A: I really say it depends on the position and employer. Fast and brilliant people simply die away at large corporations because they will be part of a larger team that cannot move as quickly as the individual person and that person is less likely to have the want to conform to the corporate standards (on languages, writing styles, documentation, etc). For smaller corporations, this is less of an issue. However, unless they are a single individual team - I think 'people skills' are an absolute must. I'd much rather have a less fast or brilliant person if that person is willing to work with others, listen to alternative ideas and basically - don't think the way it should be done is the only way. Regardless of how bright you are - there is always room for learning. Sometimes doing things you think are absolutely wrong provide the best learning.
Q: Are there certain coders who grow nearly famous, for instance by winning lots of challenges?
A: Absolutely - tomek is a great example.
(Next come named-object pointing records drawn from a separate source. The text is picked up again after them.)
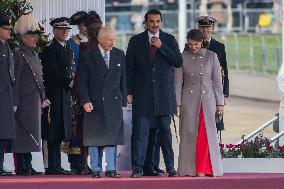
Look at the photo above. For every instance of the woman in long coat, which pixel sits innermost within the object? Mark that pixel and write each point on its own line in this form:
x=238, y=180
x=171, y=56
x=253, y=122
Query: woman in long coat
x=199, y=96
x=28, y=95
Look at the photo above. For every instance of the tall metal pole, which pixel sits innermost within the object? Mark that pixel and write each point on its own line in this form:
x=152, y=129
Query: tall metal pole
x=182, y=23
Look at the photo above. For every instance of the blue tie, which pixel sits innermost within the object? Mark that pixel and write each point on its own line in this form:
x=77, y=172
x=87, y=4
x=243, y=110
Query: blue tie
x=106, y=58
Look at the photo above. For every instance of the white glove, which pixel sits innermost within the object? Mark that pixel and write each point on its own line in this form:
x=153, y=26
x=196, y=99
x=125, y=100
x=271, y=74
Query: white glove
x=45, y=103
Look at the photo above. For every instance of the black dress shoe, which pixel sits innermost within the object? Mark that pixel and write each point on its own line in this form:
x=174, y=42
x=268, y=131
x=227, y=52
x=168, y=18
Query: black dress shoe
x=34, y=172
x=137, y=173
x=150, y=172
x=90, y=171
x=112, y=174
x=96, y=174
x=24, y=172
x=172, y=172
x=50, y=171
x=61, y=171
x=158, y=170
x=5, y=173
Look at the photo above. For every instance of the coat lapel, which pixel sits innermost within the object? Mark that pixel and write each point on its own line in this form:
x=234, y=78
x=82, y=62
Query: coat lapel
x=97, y=56
x=112, y=62
x=146, y=46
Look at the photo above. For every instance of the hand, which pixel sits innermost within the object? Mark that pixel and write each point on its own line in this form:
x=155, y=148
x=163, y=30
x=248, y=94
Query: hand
x=220, y=110
x=88, y=107
x=178, y=111
x=225, y=101
x=156, y=42
x=45, y=103
x=71, y=84
x=129, y=99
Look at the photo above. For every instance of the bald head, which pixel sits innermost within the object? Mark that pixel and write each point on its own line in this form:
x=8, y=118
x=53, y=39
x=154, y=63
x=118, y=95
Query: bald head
x=106, y=38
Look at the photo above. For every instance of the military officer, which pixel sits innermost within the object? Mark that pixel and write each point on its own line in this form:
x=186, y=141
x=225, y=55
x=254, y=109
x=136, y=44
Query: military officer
x=7, y=122
x=29, y=95
x=59, y=71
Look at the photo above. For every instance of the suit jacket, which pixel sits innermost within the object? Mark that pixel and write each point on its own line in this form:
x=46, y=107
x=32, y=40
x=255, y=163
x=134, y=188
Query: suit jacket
x=58, y=73
x=219, y=49
x=105, y=88
x=7, y=122
x=150, y=80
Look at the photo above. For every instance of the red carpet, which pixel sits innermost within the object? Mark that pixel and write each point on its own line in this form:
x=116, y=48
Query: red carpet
x=228, y=181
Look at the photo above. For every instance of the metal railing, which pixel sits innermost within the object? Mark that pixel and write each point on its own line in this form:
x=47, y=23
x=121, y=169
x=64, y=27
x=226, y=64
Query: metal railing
x=244, y=19
x=261, y=129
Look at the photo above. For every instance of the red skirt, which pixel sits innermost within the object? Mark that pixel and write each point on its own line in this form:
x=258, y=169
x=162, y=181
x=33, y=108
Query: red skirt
x=203, y=161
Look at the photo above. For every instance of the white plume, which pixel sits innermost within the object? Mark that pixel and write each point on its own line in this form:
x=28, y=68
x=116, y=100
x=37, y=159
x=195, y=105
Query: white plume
x=25, y=24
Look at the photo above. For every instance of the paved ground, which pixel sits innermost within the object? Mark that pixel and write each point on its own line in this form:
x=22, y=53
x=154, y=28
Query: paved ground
x=254, y=100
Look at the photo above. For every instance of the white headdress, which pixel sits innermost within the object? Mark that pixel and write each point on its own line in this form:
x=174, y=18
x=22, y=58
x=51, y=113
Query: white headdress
x=26, y=24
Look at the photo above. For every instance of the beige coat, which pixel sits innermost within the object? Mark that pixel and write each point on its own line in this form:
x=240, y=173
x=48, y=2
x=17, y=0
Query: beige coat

He is well known by a large community of people for his accomplishments in challenges and even had a local song written about him! I've personally met him and have to admit he's got a great personality to boot!
Q: Is the world of 'star coders' small enough that certain names are very recognizable by all?
A: Another absolutely. tomek, Petr and even Nathan Bronson [NGBronson](who's largely been absent for a number of years) are certainly recognizable. However, the real question is how recognizable are they outside the competition/academic circles. While I think some companies certainly are aware of names like those (especially those that sponsor the tourneys) - I really think that the name recognition is a lot less.
Q: Is it true that some coders enter challenges simply because they know another coder is in the contest, and they want to be evaluated by competing with that person?
A: I think that there are a few reasons why - you know someone that is competing and they convince you to try it, you have people that do it for the pure pleasure of it, you have people that do it because it's a wonderful learning experience (both in discussing and trying out new ideas), you have people (like me) who tried it because there was money involved. I think that if university placement centers would become creative and understand the value of it - it would be a wonderful way for them to get students involved so they have proof of skills to put on their initial resumes.